Children may be tempted to stick metal objects into the toaster. This can cause electrocution or damage your appliance. Teach them about the dangers of doing this.
When we think of good hygiene we often think of our own bodies. We learn at a young age that keeping our bodies clean is important for disease prevention. The same holds true for our kitchens. We expect good hygiene in the kitchen for the restaurants that serve us food. We should also expect the same from our own home kitchen. This includes paying close attention to the overall cleanliness of the kitchen itself, and in food hygiene.
- Clean kitchen surfaces regularly with a disinfectant.
It is important to ensure that all of the surfaces in your kitchen are routinely disinfected, especially after cooking with meat. Chicken in particular is known to carry several kinds of bacteria that can cause serious infections, including Salmonella.
- Wash your hands with soap and water before and after handling food—especially raw meat.
Kitchen and food hygiene starts with avoiding cross contamination. As with cleaning surfaces, cleaning your hands regularly during food preparation will avoid spreading material from one piece of food to another. This is not only important in avoiding cross contamination of bacteria, but also the potential for moving food particles from one type of food to another. The increase in allergies to such things as peanuts and shellfish make avoiding cross contamination extremely important.
- Fully wash and cook all foods, especially meat.

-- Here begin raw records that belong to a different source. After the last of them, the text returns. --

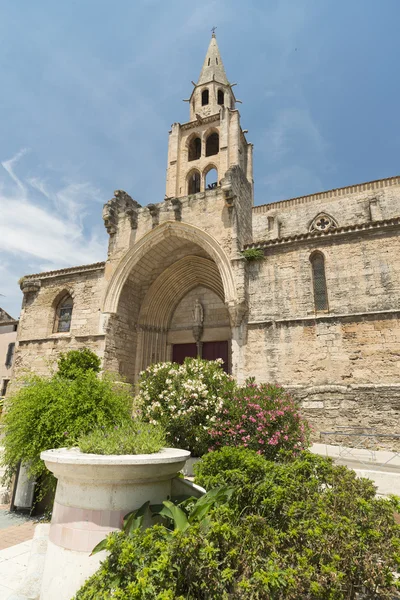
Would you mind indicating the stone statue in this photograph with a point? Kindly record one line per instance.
(198, 313)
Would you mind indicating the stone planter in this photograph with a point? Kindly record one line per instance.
(188, 468)
(93, 494)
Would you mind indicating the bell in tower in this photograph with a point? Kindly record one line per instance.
(202, 150)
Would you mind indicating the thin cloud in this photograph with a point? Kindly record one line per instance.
(43, 228)
(8, 165)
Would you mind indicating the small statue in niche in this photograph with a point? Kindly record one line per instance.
(198, 313)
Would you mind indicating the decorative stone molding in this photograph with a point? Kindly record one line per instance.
(175, 229)
(154, 210)
(209, 119)
(323, 222)
(30, 286)
(174, 283)
(177, 208)
(368, 226)
(335, 193)
(68, 271)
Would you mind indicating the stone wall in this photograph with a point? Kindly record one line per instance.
(361, 276)
(38, 345)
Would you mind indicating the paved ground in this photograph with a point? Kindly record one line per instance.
(16, 533)
(13, 566)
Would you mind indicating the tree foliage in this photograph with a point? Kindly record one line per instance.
(302, 529)
(53, 412)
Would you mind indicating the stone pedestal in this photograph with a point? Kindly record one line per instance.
(94, 493)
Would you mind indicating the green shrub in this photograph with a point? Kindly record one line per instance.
(311, 531)
(53, 412)
(72, 363)
(184, 399)
(263, 418)
(133, 437)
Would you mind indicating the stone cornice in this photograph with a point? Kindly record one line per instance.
(68, 271)
(334, 193)
(314, 319)
(203, 121)
(327, 235)
(57, 337)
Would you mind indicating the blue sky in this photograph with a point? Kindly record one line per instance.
(89, 89)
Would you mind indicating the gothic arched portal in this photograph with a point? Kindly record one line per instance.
(154, 276)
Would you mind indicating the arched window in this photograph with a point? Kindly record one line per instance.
(212, 144)
(64, 315)
(319, 281)
(211, 179)
(194, 149)
(193, 182)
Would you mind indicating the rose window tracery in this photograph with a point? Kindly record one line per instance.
(323, 223)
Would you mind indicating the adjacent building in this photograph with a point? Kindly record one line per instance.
(8, 336)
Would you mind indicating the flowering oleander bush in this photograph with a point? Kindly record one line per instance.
(263, 418)
(298, 530)
(185, 400)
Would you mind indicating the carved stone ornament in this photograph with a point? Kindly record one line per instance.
(323, 223)
(122, 204)
(29, 286)
(198, 313)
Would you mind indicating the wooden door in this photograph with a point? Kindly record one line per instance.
(182, 351)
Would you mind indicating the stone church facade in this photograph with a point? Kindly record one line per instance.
(318, 313)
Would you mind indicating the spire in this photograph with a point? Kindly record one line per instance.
(213, 67)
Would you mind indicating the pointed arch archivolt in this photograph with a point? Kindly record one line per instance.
(155, 237)
(173, 284)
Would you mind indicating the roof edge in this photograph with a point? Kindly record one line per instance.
(333, 193)
(69, 270)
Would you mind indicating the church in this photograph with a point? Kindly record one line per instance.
(304, 293)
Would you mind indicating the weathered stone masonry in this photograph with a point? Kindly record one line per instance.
(343, 362)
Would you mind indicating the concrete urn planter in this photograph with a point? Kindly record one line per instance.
(94, 493)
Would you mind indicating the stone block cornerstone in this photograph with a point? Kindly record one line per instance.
(317, 312)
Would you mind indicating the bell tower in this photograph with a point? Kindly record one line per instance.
(201, 151)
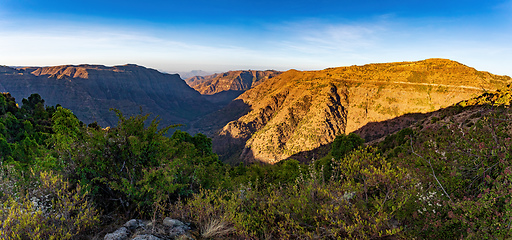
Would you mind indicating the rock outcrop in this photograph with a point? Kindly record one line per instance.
(91, 90)
(136, 229)
(230, 81)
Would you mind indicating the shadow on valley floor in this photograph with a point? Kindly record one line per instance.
(213, 122)
(369, 132)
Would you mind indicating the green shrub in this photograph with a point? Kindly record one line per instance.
(53, 210)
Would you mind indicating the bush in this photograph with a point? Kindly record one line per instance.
(51, 211)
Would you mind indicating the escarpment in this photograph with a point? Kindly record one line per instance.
(91, 90)
(318, 105)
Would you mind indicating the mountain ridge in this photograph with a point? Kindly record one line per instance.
(283, 121)
(91, 90)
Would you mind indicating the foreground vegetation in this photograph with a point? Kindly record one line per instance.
(448, 177)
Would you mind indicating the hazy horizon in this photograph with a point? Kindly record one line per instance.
(215, 36)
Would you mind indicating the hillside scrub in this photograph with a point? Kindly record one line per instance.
(444, 179)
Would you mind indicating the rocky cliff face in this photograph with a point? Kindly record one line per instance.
(299, 111)
(230, 81)
(90, 90)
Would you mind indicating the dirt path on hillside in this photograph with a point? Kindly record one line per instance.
(418, 84)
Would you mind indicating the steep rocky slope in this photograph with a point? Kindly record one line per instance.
(90, 90)
(299, 111)
(230, 81)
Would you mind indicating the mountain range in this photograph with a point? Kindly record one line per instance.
(264, 116)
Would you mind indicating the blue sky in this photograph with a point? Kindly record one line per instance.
(228, 35)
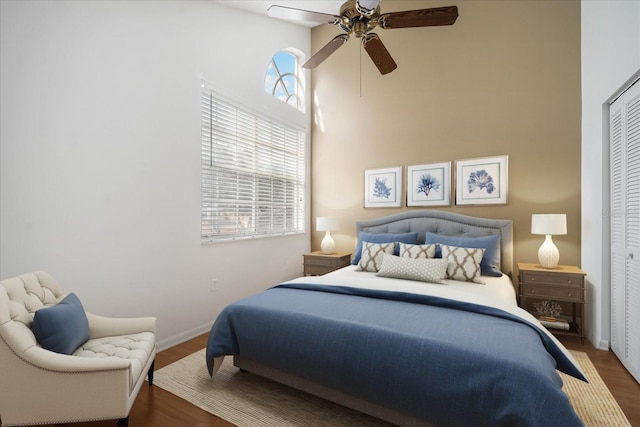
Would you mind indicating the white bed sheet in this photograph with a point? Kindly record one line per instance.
(496, 292)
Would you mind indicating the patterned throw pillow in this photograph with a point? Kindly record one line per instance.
(417, 251)
(464, 263)
(430, 270)
(371, 257)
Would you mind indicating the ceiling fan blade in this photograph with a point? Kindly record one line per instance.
(378, 53)
(290, 13)
(419, 18)
(326, 51)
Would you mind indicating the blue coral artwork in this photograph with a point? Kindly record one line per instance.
(482, 181)
(382, 188)
(429, 185)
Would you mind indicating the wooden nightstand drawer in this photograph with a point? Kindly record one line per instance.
(562, 286)
(557, 293)
(572, 280)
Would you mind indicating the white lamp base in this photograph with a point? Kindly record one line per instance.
(548, 254)
(328, 246)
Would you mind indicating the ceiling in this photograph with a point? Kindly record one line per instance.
(260, 6)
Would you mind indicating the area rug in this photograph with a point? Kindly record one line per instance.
(251, 401)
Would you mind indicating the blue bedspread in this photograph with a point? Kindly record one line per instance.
(449, 363)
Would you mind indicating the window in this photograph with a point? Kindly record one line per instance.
(284, 79)
(253, 170)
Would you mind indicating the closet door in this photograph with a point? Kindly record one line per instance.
(625, 228)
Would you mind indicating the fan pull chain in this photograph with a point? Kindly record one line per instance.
(361, 47)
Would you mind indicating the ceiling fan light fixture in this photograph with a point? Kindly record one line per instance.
(360, 28)
(360, 17)
(367, 7)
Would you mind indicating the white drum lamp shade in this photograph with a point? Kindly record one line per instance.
(328, 224)
(548, 225)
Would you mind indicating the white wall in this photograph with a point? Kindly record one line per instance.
(610, 56)
(100, 153)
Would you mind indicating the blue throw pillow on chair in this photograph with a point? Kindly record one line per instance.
(62, 327)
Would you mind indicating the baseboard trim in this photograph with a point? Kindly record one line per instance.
(182, 337)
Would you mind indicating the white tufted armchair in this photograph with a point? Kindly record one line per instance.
(98, 381)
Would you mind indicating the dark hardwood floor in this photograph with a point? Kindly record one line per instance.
(155, 407)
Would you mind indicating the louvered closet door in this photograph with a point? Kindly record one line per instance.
(625, 228)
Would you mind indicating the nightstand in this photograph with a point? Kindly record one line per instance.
(317, 263)
(563, 284)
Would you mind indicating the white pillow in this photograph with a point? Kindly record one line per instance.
(464, 263)
(371, 257)
(432, 270)
(417, 251)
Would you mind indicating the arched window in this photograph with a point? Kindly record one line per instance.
(285, 79)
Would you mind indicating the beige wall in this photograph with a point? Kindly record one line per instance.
(503, 80)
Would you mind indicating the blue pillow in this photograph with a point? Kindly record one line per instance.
(410, 238)
(491, 244)
(62, 327)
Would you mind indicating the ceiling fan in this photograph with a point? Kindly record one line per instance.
(360, 17)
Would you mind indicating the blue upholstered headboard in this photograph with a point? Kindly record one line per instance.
(447, 223)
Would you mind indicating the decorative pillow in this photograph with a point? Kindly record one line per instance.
(421, 269)
(382, 238)
(490, 264)
(371, 258)
(62, 327)
(464, 263)
(417, 251)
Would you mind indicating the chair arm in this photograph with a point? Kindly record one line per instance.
(100, 326)
(57, 362)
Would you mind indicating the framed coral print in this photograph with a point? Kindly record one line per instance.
(482, 181)
(429, 185)
(382, 188)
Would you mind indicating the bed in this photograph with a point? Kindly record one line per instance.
(393, 337)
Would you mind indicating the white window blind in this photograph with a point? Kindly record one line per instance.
(253, 170)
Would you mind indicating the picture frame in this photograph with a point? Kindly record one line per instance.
(482, 181)
(429, 184)
(383, 188)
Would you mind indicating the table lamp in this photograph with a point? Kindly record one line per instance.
(548, 224)
(328, 224)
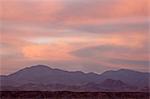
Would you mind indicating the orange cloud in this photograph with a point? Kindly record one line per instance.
(48, 52)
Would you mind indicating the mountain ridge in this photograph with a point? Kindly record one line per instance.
(41, 74)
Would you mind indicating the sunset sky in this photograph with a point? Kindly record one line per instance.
(85, 35)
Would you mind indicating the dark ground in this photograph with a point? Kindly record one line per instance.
(72, 95)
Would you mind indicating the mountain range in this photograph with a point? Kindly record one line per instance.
(44, 78)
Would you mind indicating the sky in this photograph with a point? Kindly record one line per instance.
(74, 35)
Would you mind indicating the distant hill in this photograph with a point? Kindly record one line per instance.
(41, 77)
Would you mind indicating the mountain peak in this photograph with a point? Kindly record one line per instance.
(40, 66)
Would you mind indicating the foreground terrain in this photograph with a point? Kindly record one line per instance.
(72, 95)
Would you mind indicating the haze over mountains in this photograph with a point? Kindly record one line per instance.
(44, 78)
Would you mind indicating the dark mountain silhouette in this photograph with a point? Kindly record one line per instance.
(41, 77)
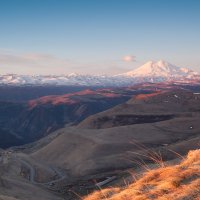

Here again, bacteria are the number one concern for food and kitchen hygiene. While some meats, such as steak and pork, typically only carry bacteria on the outer portion of the meat, chicken can carry the bacteria all the way through. Ground meats can also carry bacteria all the way through. This includes meats like beef and pork. Meat must reach 145 degrees Fahrenheit in order to effectively kill bacteria in the food. Some vegetables may also carry bacteria. Organic greens, which are often grown with animal-based fertilizers, have been known to carry the E. Coli virus. Fully cleaning and cooking food will help prevent these from spreading.
- Keep hidden areas around the kitchen clean from crumbs and fallen food.
Bits of food left around in the kitchen can rot, which itself is not desirable. However, these same pieces of food can also attract rodents, roaches and ants, all of which lead to a dirtier kitchen. Keeping surfaces clean after cooking and the areas around where food was prepared will help avoid attracting pests.
Other General Kitchen Safety Tips
There are many kitchen safety tips that move beyond very clearly defined categories. These especially are things every person needs to consider.
- Keep electrical appliances away from water and regularly check for frayed wires.
If your appliances get in contact with water, it can cause electrocution. Make sure your outlets and cords attached to your appliances are not near water. All cooking appliances get old eventually. Check to make sure that the cords or wires on your appliances are still in good order. Frayed wires can cause sparks, which can lead to fires.
- Store knives away from children’s reach and handle with care.
Even dull knives can cause cuts. When using knives, always ensure that you are
a) using a cutting board,
b) cutting away from your body and not toward it and
c) never handling a knife with slippery hands.
- Avoid using chairs as stepping stools.
While some chairs may be fairly stable, most chairs are not designed for standing on. A good, stable stepping stool should help reach tough-to-reach places. And especially, never use a regular stool made for sitting on as a replacement for a stepping stool!
- Have someone responsible clean up broken glass.
Anytime glass breaks in the kitchen, make sure you, or someone responsible immediately cleans it up properly. This should include vacuuming any shattered pieces and properly disposing them before allowing others into the kitchen again.
- Keep first aid kit close by.
Accidents happen in the kitchen fairly easily. Keep a first aid kit, including bandages, close by in the case of a cut or any burns.